BMW’s carbon fiber parts will soon be replaced with a lightweight, flax-based natural fiber, and it’s hitting mass production for consumer cars soon.
BMW‘s carbon fiber roof parts will soon be replaced with plant fiber. When the BMW M4 GT4 hits the Nürburgring for its next 24-hour race, it’ll be race-testing the same flax-based natural fiber composites. I don’t think that means you’ll be able to eat your Bimmer (yet), but it should make their construction more environmentally friendly.
Visible trim pieces on M cars that have been carbon in the past will start to be replaced with this similar-looking plant stuff. BMW announced this week that its flax-fiber (not the official name) has been “confirmed for series maturity,” meaning ready for mass production.
The German automaker been working with Swiss clean-tech company Bcomp for several years to develop new lightweight composites from renewable raw materials. And while natural fibers have been tested in BMW’s racing cars for some time (Formula E in 2019, M4 GT4 and DTM later), the idea is finally making its way to road cars.

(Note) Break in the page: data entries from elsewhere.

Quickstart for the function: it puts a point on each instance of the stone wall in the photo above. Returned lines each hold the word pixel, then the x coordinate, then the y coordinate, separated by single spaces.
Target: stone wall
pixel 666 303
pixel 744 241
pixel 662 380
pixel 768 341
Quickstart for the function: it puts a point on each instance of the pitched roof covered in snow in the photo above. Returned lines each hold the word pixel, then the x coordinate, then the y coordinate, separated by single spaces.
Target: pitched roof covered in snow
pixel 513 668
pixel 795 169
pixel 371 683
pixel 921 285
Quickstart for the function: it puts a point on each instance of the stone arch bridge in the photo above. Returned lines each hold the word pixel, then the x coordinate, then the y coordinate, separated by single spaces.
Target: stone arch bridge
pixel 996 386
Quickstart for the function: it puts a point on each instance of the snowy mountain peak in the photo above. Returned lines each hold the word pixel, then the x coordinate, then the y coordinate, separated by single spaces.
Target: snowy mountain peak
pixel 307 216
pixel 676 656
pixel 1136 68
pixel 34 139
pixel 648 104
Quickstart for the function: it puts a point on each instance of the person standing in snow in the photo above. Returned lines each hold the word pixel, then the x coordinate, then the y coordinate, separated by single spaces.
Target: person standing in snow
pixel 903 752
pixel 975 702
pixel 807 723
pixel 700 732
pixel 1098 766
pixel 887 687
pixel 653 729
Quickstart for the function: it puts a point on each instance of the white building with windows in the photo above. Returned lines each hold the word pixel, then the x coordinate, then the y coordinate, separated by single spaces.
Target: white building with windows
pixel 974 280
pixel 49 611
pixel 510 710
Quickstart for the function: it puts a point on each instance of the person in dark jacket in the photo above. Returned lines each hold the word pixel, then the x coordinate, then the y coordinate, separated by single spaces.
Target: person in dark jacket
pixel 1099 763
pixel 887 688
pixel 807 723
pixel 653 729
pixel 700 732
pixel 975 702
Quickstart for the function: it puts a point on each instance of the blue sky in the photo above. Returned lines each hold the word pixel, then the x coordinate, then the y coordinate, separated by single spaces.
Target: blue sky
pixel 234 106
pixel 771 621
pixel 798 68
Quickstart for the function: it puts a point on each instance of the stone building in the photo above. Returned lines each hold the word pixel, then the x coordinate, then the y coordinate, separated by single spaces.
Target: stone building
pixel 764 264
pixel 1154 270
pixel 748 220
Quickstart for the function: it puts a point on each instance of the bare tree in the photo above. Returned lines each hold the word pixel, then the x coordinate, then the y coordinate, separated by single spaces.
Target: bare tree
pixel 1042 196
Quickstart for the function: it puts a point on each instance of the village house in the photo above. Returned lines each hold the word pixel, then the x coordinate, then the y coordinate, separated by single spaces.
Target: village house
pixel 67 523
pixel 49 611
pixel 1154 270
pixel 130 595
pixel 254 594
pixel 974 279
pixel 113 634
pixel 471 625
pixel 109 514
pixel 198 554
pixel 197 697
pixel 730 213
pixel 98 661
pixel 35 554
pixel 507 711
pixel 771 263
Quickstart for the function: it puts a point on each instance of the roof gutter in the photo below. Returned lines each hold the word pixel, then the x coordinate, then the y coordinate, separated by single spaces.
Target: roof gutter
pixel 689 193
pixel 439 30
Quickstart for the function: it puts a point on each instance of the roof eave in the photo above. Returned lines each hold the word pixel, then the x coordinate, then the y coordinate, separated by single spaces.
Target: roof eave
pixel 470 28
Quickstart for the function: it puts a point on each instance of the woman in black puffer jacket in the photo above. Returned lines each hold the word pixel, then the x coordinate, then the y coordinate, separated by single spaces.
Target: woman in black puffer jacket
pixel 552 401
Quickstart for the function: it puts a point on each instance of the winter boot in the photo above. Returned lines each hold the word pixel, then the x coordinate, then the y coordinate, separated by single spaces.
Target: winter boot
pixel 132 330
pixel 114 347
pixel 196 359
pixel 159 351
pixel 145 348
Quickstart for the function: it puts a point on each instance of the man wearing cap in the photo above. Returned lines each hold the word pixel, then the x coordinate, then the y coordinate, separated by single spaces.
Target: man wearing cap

BMW has a stake in Bcomp through its venture capital arm, called BMW i Ventures.
The ultimate goal is to reduce carbon emissions (at a corporate level—not the tailpipe emissions of the individual cars it’s fitted to). As the brand states in its release, “Lightweight construction has long been a crucial development field for the BMW Group. The use of natural fibers with a reduced CO₂e footprint in composite materials has become increasingly important. Materials tests have demonstrated the fibers’ great suitability, especially for visible exterior and interior components.”
Soon, BMW’s going to swap carbon fiber roofs in its road cars for this stuff, claiming that it’ll cut corporate emissions by “around 40% in production.” I’m into it—looks good in these demo photos the company shared.